American commerce during this period by no means kept pace with the growing wealth and population of the country. [Footnote 2: Sterns, Foreign Trade of the United States, 1820-1840, in Jour. Pol. Econ., VIII., 34, 452.] As we have seen, the staple states produced the lion's share of the domestic exports, and the internal exchange favored by the protective tariffs restrained the foreign importations. Aside from the depression in 1821, following the panic of 1819, and the extraordinary rise in 1825, the exports in general exhibited no marked increase or decline between 1820 and 1829. Imports showed a value of nearly seventy-four and one-half million dollars in 1820, ninety millions in 1825, and sixty-seven millions in 1829. [Footnote 3: Soley, in Shaler, United States, I., 538; cf. Pitkin, Statistical View (ed. of 1835), 177; W. C. Ford, in Depew, One Hundred Years of Am. Commerce, I., 23.] During the whole of Adams's administration, New York preserved its easy lead in domestic exports, although, as the west leaped up to power, New Orleans rose rapidly to a close second in exports of domestic origin. The southern cities retained merely the same proportion of the exports of domestic origin which they had in 1820, in spite of the great increase of cotton production. New York and New Orleans gained a large fraction of this trade, and Massachusetts changed its proportion of domestic exports only slightly during the whole decade. Over three-fourths of the cotton went to the British Isles, while almost all the pork and beef, and two-thirds of the flour, went to the West Indies, South America, and Great Britain's American colonies. [Footnote: Pitkin, Statistical View, 121-137.]
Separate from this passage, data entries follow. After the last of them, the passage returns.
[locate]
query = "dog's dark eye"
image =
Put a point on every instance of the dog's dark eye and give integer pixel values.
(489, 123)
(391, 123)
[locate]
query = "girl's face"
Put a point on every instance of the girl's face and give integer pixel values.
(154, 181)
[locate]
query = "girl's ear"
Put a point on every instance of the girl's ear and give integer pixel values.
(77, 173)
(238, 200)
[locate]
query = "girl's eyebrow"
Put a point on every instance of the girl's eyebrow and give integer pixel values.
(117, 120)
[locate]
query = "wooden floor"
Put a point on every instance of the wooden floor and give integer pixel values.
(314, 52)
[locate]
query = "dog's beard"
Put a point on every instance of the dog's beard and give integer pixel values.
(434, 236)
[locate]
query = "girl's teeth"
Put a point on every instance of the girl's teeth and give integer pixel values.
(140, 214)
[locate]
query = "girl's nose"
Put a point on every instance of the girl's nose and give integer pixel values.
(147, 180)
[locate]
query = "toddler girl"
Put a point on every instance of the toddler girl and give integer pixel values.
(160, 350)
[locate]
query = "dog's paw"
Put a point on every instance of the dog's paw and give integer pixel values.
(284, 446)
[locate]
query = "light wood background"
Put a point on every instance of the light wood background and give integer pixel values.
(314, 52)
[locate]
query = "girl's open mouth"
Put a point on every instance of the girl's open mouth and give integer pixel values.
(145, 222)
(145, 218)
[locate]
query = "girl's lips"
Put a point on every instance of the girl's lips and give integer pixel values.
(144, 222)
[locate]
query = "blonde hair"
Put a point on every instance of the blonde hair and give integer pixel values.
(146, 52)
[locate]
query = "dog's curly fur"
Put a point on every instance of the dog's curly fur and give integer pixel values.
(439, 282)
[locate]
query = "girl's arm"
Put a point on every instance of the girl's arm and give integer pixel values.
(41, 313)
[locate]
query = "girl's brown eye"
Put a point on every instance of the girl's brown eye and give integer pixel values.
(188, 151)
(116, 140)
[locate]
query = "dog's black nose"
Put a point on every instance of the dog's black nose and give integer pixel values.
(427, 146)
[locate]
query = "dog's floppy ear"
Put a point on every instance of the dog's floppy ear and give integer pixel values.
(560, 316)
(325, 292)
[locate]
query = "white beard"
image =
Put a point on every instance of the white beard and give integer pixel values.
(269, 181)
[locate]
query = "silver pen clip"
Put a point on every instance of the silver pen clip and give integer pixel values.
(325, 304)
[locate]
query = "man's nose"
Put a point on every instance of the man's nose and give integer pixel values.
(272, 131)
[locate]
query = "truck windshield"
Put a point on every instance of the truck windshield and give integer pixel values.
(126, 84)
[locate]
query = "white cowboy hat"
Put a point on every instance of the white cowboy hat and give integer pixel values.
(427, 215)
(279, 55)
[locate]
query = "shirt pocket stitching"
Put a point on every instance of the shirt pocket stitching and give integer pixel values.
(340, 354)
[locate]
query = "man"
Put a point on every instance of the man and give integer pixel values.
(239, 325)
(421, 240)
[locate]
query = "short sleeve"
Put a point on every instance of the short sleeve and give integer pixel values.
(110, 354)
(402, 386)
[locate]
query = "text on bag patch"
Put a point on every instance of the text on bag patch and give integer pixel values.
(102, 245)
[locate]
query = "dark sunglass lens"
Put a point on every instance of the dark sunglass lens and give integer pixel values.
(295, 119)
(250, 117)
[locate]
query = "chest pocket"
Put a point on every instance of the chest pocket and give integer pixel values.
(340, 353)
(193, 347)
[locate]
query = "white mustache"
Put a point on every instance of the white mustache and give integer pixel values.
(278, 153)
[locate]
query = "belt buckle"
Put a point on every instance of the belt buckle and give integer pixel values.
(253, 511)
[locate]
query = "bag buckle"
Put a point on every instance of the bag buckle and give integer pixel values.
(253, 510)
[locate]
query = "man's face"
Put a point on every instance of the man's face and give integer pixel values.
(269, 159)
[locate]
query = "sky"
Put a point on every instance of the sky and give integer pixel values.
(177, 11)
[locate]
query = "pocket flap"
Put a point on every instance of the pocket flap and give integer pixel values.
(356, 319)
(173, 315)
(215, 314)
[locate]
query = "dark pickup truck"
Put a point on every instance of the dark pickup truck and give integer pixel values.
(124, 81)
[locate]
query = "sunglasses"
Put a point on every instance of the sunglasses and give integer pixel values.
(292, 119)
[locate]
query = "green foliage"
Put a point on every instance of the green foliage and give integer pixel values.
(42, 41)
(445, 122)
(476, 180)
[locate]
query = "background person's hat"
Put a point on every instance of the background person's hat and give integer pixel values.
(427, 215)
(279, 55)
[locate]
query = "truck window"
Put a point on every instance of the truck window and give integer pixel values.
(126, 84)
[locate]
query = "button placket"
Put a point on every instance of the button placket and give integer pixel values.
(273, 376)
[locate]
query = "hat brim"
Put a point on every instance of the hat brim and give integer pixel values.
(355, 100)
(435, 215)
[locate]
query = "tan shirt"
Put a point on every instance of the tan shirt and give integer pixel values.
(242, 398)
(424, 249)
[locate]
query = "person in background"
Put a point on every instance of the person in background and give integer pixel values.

The statistics of commerce repeat the same story of increasing national self-dependence which was told by the development of manufactures, internal trade, and transportation, and even by the diplomatic policy of the United States. The nation was building an empire of its own, with sections which took the place of kingdoms. The west was already becoming the granary of the whole country. But in the development of this "American system," the navigating portions of New England and the staple states of the south and southwest found themselves at a disadvantage. Their interest lay in a free exchange across the ocean.

Although many minor treaties of commerce and navigation were negotiated by Clay during this administration, all his other diplomatic efforts met with failure, among them attempts to purchase Texas and to procure a treaty with England for the rendition of fugitive slaves who had escaped to Canada - strange evidences of the political concessions of the northern president.